Myoglobin

Myoglobin is a globular protein found in muscle tissue that stores oxygen for aerobic metabolism. It contains a heme group (an iron-containing molecule) that binds oxygen and gives meat its characteristic color. Myoglobin is the reason raw meat is red, cooked meat is brown, and "steak juice" is red — none of which involves blood.

Color changes with temperature: Myoglobin exists in several states depending on its chemical environment. In fresh raw meat exposed to air, it's bright red (oxymyoglobin). In vacuum-sealed meat, it's purple-red (deoxymyoglobin). As temperature rises, the protein denatures and the heme group's configuration changes: - Below 120°F: red/purple (native state) - 120–140°F: pink to light pink (partial denaturation) - Above 150°F: gray-brown (fully denatured, hemichrome form)

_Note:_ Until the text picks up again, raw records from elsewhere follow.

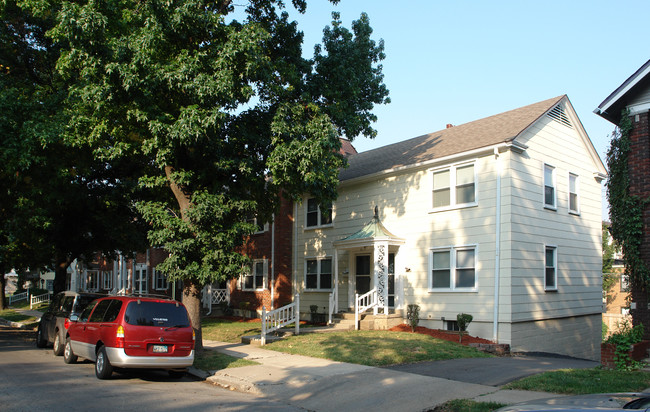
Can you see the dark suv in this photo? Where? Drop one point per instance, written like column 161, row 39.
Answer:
column 51, row 329
column 132, row 332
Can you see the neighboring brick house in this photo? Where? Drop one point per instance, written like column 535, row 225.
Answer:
column 634, row 94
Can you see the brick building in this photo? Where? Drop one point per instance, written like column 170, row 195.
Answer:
column 634, row 95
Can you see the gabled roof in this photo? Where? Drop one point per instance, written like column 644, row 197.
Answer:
column 483, row 133
column 610, row 108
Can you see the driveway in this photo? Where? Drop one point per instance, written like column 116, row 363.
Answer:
column 495, row 371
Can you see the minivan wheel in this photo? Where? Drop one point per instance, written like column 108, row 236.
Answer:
column 40, row 342
column 103, row 368
column 68, row 355
column 58, row 346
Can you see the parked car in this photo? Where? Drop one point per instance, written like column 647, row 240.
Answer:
column 132, row 332
column 602, row 401
column 51, row 329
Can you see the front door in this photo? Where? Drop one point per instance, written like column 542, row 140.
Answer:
column 362, row 274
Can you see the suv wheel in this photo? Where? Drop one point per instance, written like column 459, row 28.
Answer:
column 68, row 355
column 40, row 342
column 103, row 368
column 58, row 346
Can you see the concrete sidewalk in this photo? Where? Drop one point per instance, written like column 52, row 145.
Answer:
column 323, row 385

The "blood" myth: The red liquid that drains from a steak is not blood. Blood is removed during slaughter. The red liquid is water with dissolved myoglobin. Myoglobin's heme group gives it a similar red appearance to hemoglobin (the oxygen-carrying protein in blood), but they're structurally and functionally different proteins.

Muscle activity and myoglobin concentration: Active muscles need more oxygen storage, so they contain more myoglobin and appear darker. This is why beef (from a large, active animal) is redder than pork or chicken, and why leg muscles are darker than loin muscles.